Ruki | Urodziny |

1K 48 9
                                    

Dla Amaya5101520

Ściąga:

[T/i] - twoje imię

[I/p] - imię przyjaciółki

Rozejrzałaś się wokół i zaczęłaś schodzić po schodach najciszej jak mogłaś. Trzymałaś w rękach balony z helem i musiałaś je przetransportować do ogrodu tak, żeby Ruki ich nie zobaczył. Łatwiej przetransportować nadmuchane balony niż butlę z helem. Reszta pojechała po inne dekoracje i tort urodzinowy, bo dzisiaj robicie niespodziankę Ruki'emu na urodziny.
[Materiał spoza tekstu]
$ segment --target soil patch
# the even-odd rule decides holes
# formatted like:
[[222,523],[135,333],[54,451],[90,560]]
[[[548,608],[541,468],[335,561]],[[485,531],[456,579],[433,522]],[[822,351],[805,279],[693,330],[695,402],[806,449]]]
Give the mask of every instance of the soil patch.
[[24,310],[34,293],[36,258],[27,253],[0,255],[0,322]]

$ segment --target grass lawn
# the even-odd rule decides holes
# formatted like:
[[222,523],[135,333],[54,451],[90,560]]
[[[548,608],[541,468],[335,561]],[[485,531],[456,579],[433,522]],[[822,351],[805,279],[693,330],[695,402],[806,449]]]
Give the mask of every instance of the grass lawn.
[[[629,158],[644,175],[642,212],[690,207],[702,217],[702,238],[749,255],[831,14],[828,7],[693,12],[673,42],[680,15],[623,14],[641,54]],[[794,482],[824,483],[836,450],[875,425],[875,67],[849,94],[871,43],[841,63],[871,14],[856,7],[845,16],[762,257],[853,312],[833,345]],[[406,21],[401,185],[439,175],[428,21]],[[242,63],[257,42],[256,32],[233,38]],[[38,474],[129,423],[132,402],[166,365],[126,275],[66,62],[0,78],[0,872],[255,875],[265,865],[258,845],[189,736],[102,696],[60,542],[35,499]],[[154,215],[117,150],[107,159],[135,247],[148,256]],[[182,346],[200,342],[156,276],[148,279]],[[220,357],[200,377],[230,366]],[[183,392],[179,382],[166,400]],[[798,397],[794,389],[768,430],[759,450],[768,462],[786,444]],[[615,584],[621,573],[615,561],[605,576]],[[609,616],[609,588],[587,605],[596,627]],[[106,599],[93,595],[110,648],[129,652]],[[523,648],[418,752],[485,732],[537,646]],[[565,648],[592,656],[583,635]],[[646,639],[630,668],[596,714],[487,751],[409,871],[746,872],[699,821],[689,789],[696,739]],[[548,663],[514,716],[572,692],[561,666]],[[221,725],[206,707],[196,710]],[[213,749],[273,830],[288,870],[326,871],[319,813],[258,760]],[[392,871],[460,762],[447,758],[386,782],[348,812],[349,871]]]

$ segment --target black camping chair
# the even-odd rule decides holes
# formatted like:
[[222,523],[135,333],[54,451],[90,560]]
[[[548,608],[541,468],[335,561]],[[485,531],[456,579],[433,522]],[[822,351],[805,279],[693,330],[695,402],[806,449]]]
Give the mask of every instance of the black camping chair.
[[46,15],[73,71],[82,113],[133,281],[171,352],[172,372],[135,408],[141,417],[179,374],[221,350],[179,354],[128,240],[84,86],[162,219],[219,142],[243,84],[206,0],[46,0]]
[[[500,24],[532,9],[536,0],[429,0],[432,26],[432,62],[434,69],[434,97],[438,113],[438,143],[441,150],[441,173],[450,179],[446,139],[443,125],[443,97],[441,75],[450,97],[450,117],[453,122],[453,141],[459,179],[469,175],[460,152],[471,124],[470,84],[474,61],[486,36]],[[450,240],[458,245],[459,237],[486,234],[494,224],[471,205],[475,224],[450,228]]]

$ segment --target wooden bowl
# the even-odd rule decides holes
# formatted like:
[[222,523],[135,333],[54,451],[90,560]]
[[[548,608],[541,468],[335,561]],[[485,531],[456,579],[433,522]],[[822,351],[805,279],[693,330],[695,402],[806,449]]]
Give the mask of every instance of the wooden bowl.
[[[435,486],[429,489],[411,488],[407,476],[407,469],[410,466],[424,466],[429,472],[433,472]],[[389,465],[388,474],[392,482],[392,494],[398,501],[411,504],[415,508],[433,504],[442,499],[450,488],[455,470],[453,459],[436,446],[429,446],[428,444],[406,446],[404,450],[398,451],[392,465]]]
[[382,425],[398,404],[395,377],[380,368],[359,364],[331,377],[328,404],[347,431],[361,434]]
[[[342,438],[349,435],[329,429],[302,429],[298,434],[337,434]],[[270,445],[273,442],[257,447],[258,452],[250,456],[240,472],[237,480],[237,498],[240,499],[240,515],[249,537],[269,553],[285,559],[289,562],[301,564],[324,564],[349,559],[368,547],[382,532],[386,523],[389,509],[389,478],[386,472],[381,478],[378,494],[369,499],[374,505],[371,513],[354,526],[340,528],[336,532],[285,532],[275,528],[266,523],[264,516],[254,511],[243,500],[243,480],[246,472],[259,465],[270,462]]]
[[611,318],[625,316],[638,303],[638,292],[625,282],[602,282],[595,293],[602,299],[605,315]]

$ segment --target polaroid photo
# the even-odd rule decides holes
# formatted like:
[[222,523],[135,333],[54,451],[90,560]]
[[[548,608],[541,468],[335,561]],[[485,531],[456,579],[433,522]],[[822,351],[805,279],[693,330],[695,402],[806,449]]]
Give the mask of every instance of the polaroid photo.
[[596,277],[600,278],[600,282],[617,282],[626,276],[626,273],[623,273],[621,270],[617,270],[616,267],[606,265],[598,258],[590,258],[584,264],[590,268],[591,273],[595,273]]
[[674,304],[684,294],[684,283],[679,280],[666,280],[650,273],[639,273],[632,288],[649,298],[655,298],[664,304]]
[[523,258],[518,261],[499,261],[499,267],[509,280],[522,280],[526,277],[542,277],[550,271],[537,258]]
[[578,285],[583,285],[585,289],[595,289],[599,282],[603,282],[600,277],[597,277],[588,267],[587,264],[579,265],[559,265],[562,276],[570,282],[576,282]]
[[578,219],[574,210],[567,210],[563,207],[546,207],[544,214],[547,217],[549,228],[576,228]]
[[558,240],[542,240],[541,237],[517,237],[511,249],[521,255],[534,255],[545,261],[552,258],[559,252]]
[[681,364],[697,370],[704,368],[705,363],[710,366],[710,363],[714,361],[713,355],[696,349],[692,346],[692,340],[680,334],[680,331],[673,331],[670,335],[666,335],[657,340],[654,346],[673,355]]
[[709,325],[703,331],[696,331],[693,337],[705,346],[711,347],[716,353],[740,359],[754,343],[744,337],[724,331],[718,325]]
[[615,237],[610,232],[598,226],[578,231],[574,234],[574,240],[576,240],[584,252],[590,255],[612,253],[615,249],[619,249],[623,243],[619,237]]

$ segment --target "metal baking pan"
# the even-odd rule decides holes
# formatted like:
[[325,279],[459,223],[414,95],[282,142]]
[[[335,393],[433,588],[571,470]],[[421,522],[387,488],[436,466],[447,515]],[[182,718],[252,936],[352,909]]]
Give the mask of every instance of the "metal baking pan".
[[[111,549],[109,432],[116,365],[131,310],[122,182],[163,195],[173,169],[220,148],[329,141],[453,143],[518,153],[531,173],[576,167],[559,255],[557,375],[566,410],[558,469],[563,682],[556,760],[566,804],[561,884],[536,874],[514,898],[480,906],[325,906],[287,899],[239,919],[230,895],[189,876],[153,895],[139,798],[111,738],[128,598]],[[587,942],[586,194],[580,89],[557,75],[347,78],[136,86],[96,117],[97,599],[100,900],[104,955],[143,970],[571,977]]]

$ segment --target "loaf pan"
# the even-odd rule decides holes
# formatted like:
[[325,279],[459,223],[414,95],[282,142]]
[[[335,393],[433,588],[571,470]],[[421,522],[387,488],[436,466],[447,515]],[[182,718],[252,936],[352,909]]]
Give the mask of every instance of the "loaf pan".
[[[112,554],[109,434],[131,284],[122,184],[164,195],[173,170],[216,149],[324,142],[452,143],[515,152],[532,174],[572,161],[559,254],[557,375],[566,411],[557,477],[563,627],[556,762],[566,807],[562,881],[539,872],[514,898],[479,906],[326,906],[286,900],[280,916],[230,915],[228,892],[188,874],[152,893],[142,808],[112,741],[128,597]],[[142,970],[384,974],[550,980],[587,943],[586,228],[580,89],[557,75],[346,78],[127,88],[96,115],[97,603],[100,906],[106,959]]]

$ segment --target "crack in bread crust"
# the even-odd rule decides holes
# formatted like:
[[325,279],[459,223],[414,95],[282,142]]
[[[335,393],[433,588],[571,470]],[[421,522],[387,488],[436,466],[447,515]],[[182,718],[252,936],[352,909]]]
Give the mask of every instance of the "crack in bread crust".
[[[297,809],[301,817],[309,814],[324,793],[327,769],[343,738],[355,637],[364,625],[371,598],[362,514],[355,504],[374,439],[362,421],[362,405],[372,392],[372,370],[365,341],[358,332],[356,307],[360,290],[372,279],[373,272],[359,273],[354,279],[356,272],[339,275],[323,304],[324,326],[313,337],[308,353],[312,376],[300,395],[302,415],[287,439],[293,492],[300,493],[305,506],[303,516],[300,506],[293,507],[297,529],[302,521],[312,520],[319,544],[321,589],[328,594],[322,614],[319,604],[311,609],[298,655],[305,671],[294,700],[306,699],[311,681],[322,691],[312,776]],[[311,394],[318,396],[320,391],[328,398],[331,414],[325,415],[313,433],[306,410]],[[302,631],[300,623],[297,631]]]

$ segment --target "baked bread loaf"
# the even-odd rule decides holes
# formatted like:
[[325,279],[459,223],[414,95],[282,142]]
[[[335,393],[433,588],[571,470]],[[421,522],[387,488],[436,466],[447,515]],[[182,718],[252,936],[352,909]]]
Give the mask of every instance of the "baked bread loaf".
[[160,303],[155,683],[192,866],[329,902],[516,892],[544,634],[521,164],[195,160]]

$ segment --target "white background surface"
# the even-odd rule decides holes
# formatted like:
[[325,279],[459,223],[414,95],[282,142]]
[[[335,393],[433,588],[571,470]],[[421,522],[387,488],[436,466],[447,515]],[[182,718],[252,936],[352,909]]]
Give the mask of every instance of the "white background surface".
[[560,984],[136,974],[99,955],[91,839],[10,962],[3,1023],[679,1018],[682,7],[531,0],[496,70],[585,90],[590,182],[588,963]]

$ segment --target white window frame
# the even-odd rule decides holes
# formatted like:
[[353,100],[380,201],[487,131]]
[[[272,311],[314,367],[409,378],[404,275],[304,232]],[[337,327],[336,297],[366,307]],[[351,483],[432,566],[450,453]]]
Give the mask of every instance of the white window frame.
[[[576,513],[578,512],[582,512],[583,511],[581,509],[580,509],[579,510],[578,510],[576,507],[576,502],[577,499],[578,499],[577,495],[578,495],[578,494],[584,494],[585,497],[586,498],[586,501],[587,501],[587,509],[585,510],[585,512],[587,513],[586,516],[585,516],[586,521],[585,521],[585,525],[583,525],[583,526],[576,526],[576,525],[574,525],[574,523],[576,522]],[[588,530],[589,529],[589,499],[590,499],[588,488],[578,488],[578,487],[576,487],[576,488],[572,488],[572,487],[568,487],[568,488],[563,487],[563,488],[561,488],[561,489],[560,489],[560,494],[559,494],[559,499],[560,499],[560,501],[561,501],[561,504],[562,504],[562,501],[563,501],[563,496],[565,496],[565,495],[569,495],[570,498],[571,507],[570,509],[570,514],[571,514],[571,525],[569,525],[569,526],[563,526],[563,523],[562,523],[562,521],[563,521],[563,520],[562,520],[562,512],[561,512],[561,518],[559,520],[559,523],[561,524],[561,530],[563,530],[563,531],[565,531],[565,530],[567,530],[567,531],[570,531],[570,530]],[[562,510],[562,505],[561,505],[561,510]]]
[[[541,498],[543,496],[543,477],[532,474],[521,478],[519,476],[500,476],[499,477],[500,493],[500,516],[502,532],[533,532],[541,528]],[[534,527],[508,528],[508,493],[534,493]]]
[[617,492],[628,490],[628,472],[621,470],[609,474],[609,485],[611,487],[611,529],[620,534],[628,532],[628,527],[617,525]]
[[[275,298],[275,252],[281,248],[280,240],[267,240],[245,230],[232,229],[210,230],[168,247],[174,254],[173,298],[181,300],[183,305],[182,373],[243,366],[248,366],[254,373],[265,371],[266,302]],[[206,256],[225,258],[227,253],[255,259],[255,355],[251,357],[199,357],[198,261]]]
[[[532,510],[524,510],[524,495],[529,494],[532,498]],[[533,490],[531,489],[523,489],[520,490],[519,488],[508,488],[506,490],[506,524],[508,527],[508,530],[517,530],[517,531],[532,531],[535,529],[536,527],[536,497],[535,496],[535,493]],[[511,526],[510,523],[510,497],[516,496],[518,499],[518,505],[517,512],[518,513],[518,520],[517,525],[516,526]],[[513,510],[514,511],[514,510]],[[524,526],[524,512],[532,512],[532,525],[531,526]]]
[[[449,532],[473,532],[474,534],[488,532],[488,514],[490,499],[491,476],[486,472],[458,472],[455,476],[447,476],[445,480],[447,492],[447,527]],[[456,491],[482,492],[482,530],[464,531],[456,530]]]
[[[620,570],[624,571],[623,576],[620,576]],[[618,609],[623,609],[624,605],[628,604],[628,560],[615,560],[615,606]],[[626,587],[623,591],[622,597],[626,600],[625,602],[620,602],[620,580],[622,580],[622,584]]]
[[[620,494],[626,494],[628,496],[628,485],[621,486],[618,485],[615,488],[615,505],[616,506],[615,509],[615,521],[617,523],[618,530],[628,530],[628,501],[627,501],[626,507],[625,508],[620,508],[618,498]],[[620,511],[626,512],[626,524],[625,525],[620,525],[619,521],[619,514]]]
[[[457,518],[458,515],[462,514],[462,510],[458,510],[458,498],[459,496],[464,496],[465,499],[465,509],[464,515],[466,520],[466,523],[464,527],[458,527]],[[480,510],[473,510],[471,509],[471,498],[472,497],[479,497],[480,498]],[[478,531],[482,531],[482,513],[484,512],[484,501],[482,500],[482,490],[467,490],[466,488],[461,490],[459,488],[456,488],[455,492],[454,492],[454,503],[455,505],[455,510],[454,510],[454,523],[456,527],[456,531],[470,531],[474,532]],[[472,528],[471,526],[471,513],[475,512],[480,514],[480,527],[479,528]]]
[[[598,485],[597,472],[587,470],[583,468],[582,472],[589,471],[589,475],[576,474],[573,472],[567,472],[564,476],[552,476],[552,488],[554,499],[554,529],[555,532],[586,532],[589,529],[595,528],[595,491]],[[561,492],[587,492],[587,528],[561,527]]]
Niestety wampir wychodzi z domu dopiero za piętnaście minut, żeby załatwić jakieś potrzebne papierki. 

Udało ci się wynieść balony na zewnątrz. Zawiązałaś je wewnątrz altany i wróciłaś do rezydencji. Niestety natknęłaś się na jedynego wampira, który został w domu. Przeklęłaś w duchu. 

- [T/i]? Co ty robisz? Nie jesteś w pokoju? - spytał zdziwiony. Podniósł jedną brew do góry.

- No wiesz... Byłam na chwilę na dworze i już właśnie wracam do siebie. - odpowiedziałaś uśmiechając się najszczerzej jak mogłaś. On założył ręce na piersi. 

- A po co ci były te balony? - zadał pytanie. 

i- Emmm... No bo... Wiesz, [I/p] ma dzisiaj urodziny! I chciałam jej zrobić niespodziankę. Idę chyba dorobić ich więcej. - odparłaś zmyślając głupie kłamstwo. Nawet ty byś w nie nie uwierzyła. Miałaś ochotę przywalić sobie facepalm'a, ale ostatkiem sił się powstrzymałaś. Ruki nagle posmutniał a ty zgłupiałaś. 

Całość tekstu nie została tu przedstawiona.